Looking back up at the sky, I felt a slight pang as I wondered why the rainbow wasn't as bright as I had hoped it to be. It felt like God had given us the rainbow almost reluctantly, or with some kind of sorrow in his heart.
Tucking that thought away, I continued to play with the kids around me and rejoice with them.
Tony went up on my shoulders, and we walked around the parking lot, following the flow of water as it trickled from one puddle to another. Royal tagged along too.
Coming up to one such puddle, I commented aimlessly, "Look, the water is green. Why do you think it's green?"
It was a dumb question to ask, because it was a hard question to answer. The dirty brown water was getting hit by yellow rays from the sun, making it come off as slightly green.
But without missing a beat Tony exclaimed, "God made it green!"
"Yeah you're right!" I laughed.
Tony remembered my name!
We walked over to Royal, who was splashing his foot in another puddle. "Look at the bubbles!" he cried.
"Oh that's really cool!" I said, joining him and Tony in their fascination for bubbles.
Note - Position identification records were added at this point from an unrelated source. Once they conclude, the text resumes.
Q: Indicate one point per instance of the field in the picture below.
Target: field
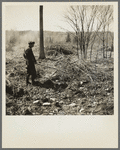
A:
(65, 85)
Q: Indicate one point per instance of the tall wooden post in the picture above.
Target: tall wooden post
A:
(42, 54)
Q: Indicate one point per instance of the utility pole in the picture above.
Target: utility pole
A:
(41, 44)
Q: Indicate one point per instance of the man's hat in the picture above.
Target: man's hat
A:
(31, 42)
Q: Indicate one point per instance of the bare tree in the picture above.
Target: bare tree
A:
(106, 18)
(82, 20)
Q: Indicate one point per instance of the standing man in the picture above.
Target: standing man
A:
(30, 62)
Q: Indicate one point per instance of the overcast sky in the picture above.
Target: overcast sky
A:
(25, 16)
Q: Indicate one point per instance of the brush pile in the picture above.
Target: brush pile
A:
(64, 86)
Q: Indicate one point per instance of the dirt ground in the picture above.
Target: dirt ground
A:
(64, 86)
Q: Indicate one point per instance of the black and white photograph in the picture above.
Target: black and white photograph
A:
(64, 68)
(60, 60)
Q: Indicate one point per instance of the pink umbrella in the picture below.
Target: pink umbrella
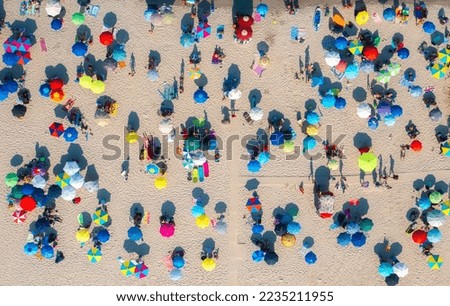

I smiled and stuck my foot in too, tapping the water and watching bubbles surface. Again without thinking I asked, "Do you know why there are bubbles?"
"Because God made them!" shouted Tony. "God made the bubbles!" agreed Royal.
I was stunned. These kids really grasped the main thrust of the message that God was and wanted to be involved in literally aspect of their life. They were not saying that God made bubbles in general. They were saying that God made those particular bubbles for them while we were playing in the water.
At yet another time, the three of us found a lady bug. Picking it up and passing it around, I watched Royal and Tony marvel at it as it crawled in and around their fingers. "God gave us this lady bug," Royal mused.
What joy filled my heart!
Before we all packed into the van we got to say goodbye and give words of encouragement to the friends we had developed during our time there.
We all shared stories as we rode back to base. It was incredible how, despite our poor planning, the day went better than we could have planned. The lack of presentations and skits had given each of us extra opportunities to have meaningful playtime or conversations with the kids - and it was through those personal interactions where we saw the power of the Holy Spirit work the most.
I'm also really grateful that I got to create the gospel message with Michael; even though he never ended up speaking, I wouldn't have been able to deliver the message without his help and correction. And I still thank the Holy Spirit for working through me and despite me as I spoke.
An amazing photo of an amazing dude who looks absolutely amazing. Photo of Michael Blank by Jonathan Roberts.
Yet I still wondered about my attitude towards God when I prayed for the rain to stop and for God to give us a rainbow. As it turned out, I wasn't the only one who had silently prayed for a rainbow; Sophie had asked for one too.
I eventually came to this conclusion: while my heart was one with God's - that all the children would come to know his love - I had no fear of the Lord in my heart. There was no trace of submissiveness to him; instead of humbly asking for the rain to stop and for a rainbow to come, or instead of commanding the rain to stop in the name of Jesus, I had demanded that God make the rain stop and bring the rainbow.
Demanding that God do anything is a bad idea in general, in case you didn't know.
So I confessed and repented of that the same evening. I have shared this with you freely because Christ's blood has washed me clean and I can now walk in the light - exposed and unashamed about it all.
The fact that he made the rain stop and the rainbow come anyways only shows his heart for his children. I'm really grateful that, in his mercy, he overlooked my pride and proved to the children that he is indeed an incredibly loving and interactive Father and Friend.